Kontestasi Ideologi Salafisme dan Moderatisme dalam Gerakan Hijrah Indonesia
Riset SosialArtikel berjudul “Ideological Contestations of Salafism and Moderatism in Indonesia\'s Hijra Movement: Critical Discourse Analysis” merupakan karya Muh Khamdan, Wiharyani, dan Nadiah Abidin. Tulisan ini terbit di Al’Adalah: Jurnal of Islamic Studies tahun 2024. Penelitian tersebut mengeksplorasi wacana gerakan hijrah Salafisme terapan dengan menggunakan analisis wacana kritis Norman Fairclough yang berfokus pada analisis teks, praktik, dan sosial budaya. Oleh karena itu, data penelitian mencakup publikasi daring yang berafiliasi dan praktik keagamaan yang diamati dalam forum keagamaan Salafisme di Bogor, Depok, dan Jakarta. Terdapat lima sub bab dalam resume ini. Pertama, pendahuluan. Kedua, aspek dimensi dalam gerakan hijrah: kontestasi ideologi keagamaan Salafisme dan Moderatisme di Indonesia. Ketiga, Salafisme sebagai gerakan keagamaan berpengaruh di Indonesia: dinamika, strategi, dan dampaknya konflik internal. Keempat, faktor-faktor yang mempengaruhi dan implikasi kontestasi antara Salafisme dan Moderatisme. Kelima, kontestasi ideologi dalam gerakan hijrah Indonesia: Salafisme, Moderatisme, dan transformasi sosial keagamaan di era digital.
Pendahuluan
Fenomena hijrah sebagai tren keagamaan yang signifikan akhir-akhir ini, khususnya di kalangan masyarakat muslim kelas menengah di Indonesia. Sejalan dengan transformasi forum keagamaan tradisional menjadi media digital. Transformasi ini membangun arena kontestasi yang menantang ideologi keagamaan. Platform media secara efektif menyediakan dan membentuk ideologi keagamaan untuk menciptakan konten yang disesuaikan guna meningkatkan pengikut mereka di kalangan Muslim kelas menengah perkotaan, dan selanjutnya berkontribusi pada kontestasi keyakinan agama.

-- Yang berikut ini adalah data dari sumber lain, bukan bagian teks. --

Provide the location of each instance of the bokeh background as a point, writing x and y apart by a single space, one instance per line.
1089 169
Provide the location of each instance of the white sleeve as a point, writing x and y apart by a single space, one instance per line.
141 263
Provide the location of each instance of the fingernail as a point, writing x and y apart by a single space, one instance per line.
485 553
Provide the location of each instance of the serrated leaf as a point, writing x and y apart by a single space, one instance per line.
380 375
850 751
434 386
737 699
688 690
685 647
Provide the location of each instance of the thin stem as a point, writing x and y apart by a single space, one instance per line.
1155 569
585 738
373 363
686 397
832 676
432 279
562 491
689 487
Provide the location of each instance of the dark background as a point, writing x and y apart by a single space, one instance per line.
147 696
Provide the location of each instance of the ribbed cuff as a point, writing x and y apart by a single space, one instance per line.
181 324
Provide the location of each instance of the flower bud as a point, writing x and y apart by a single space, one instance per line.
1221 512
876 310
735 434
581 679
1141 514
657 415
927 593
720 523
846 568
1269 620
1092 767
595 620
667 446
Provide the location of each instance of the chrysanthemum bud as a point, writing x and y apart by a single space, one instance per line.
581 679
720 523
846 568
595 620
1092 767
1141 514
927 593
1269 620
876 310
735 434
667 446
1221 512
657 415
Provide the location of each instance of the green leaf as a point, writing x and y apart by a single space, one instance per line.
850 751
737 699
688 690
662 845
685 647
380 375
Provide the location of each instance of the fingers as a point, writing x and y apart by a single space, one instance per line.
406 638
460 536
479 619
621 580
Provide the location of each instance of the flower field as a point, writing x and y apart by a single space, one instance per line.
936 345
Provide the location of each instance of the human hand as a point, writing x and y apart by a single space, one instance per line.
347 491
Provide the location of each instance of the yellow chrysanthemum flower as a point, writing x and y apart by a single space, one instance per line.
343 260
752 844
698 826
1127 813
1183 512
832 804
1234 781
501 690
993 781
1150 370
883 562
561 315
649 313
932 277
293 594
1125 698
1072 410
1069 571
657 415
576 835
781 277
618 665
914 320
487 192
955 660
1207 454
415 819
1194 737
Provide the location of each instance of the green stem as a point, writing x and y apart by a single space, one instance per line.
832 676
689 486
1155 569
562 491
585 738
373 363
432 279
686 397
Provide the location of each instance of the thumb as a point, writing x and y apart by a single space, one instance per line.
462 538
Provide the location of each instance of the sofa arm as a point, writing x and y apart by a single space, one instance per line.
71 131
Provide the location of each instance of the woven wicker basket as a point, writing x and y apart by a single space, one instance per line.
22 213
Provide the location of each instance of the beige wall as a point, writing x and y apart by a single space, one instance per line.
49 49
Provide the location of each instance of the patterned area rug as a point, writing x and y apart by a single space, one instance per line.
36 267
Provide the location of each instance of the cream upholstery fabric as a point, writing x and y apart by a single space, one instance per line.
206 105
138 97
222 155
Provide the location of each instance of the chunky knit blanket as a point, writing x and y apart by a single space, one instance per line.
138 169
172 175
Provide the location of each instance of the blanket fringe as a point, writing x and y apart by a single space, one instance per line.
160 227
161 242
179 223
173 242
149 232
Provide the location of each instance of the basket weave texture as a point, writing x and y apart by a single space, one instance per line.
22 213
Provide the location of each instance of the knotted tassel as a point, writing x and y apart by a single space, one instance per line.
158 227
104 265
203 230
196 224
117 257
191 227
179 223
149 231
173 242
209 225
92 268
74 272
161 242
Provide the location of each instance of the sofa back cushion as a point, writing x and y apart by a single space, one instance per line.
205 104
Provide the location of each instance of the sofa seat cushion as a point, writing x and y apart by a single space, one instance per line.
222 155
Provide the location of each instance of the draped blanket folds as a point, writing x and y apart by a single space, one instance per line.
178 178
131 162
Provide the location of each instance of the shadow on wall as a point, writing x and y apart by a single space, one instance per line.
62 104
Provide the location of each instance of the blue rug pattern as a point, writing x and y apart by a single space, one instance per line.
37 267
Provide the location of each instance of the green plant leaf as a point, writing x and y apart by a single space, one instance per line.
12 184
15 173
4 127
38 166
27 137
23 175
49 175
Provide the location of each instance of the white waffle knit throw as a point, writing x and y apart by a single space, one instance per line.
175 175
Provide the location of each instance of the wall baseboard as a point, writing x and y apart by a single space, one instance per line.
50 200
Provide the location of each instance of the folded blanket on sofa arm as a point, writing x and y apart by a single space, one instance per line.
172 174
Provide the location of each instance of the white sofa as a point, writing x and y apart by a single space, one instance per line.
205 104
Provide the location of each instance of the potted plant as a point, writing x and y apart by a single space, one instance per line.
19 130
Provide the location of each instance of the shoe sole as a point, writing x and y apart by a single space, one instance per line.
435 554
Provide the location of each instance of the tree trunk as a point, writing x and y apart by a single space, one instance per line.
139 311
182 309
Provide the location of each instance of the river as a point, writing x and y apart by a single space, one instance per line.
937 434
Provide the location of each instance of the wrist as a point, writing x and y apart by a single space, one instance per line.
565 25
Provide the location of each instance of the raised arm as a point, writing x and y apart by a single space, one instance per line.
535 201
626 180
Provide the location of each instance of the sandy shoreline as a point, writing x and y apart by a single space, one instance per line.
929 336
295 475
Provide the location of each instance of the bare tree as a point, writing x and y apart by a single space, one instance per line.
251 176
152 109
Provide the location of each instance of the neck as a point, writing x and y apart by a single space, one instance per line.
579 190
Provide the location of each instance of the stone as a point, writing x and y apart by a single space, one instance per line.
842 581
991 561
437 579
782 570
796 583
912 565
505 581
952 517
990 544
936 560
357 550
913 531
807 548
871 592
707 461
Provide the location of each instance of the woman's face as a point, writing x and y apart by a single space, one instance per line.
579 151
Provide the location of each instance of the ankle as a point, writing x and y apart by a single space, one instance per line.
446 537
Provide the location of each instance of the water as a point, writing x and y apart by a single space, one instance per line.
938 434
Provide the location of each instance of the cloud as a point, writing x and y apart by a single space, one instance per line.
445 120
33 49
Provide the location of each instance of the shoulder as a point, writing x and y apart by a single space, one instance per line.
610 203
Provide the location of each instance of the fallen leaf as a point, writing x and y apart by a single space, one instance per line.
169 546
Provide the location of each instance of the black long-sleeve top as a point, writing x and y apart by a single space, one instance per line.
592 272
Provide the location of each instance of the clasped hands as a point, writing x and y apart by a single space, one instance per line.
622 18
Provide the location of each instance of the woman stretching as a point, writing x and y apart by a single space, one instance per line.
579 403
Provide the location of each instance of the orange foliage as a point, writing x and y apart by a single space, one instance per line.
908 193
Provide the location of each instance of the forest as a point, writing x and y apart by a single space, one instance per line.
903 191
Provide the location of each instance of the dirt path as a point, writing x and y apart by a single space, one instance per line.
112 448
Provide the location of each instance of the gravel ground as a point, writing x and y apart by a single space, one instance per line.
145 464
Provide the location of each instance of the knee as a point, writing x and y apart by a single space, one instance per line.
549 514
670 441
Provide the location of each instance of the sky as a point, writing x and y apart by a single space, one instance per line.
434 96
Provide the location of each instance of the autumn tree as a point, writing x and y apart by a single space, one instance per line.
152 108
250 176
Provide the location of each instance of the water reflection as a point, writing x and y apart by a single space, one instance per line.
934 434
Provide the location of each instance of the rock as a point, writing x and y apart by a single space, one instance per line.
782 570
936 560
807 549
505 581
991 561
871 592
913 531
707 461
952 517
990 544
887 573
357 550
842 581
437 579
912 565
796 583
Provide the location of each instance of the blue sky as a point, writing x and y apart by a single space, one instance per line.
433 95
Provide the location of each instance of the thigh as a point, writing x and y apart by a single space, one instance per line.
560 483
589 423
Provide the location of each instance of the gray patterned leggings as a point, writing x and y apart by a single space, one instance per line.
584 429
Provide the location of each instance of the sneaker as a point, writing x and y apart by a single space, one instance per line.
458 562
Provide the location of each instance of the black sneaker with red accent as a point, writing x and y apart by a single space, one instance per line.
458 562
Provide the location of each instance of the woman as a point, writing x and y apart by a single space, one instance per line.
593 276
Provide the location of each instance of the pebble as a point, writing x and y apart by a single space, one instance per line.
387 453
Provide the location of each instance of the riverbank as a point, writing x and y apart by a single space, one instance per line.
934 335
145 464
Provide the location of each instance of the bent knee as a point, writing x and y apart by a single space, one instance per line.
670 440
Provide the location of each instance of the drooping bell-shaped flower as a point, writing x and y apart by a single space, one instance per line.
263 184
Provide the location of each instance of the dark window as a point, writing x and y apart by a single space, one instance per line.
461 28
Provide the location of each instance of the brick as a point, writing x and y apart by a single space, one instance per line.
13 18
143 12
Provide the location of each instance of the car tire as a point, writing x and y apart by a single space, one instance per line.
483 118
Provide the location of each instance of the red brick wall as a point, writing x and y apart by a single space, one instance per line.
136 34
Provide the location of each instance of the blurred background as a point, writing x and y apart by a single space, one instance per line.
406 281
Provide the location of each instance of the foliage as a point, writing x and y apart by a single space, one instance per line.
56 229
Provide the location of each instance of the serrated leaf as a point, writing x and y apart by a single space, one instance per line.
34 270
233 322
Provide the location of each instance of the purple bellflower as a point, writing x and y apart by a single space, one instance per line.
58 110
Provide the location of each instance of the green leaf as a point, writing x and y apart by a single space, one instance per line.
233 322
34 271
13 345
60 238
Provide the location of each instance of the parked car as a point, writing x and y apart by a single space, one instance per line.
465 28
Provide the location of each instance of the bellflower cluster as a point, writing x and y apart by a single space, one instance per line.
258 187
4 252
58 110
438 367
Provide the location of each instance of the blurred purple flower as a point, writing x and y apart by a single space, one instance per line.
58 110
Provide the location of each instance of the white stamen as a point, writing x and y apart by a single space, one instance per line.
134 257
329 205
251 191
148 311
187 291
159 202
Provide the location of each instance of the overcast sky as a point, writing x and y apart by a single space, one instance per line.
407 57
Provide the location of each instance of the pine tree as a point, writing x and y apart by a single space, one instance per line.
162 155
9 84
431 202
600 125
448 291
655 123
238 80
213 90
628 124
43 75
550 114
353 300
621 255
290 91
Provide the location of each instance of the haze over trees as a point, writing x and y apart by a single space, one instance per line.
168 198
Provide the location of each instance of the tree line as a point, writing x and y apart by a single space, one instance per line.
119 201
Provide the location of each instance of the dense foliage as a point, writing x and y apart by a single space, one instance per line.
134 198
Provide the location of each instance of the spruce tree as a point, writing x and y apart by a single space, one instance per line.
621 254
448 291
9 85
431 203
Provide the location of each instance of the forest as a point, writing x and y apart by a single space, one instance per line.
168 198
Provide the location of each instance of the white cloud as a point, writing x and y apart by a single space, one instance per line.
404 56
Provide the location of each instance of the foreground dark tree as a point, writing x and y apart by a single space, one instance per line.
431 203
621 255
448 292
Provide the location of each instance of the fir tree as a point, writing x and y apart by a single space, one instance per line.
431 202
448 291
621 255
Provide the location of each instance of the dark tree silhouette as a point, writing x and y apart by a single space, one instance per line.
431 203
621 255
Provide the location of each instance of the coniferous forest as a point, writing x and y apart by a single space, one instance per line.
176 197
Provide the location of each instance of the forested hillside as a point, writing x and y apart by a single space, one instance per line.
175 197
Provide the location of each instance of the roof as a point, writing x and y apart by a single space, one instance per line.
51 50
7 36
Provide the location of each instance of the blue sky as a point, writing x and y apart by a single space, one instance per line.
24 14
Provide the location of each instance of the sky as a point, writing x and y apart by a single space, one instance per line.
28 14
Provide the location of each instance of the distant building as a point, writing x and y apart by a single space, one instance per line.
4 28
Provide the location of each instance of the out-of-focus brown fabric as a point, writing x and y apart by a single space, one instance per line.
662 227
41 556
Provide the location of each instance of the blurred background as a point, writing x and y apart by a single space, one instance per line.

Transformasi digital bagi kelompok Salafi ini dapat memperluas pengaruh mereka melalui khotbah digital. Di sisi lain, organisasi arus utama, seperti Nahdlatul Ulama (NU), Muhammadiyah, Persatuan Islam (Persis), dan Majelis Ulama Indonesia (MUI), mengeluarkan fatwa hukum secara kelembagaan karena mereka sering terganggu oleh pandangan keagamaan kelompok Salafi. Pada konteks ini, gerakan hijrah melambangkan transformasi ideologis identitas agama, yang sering dikaitkan antara Salafisme dan Moderatisme dalam keberagaman sosial Indonesia dan sebagai tantangan dalam menyeimbangkan ideologi-ideologi yang saling bertentangan. Pada negara dengan keberagaman sosial dan agama yang begitu tinggi, Indonesia menghadapi tantangan kritis untuk menjaga keharmonisan ditengah meningkatnya klaim kebenaran absolut, sehingga penting untuk menganalisis bagaimana media digital berfungsi sebagai ruang untuk kontestasi ideologis dan dampaknya terhadap keberagaman interpretasi dan praktik Islam.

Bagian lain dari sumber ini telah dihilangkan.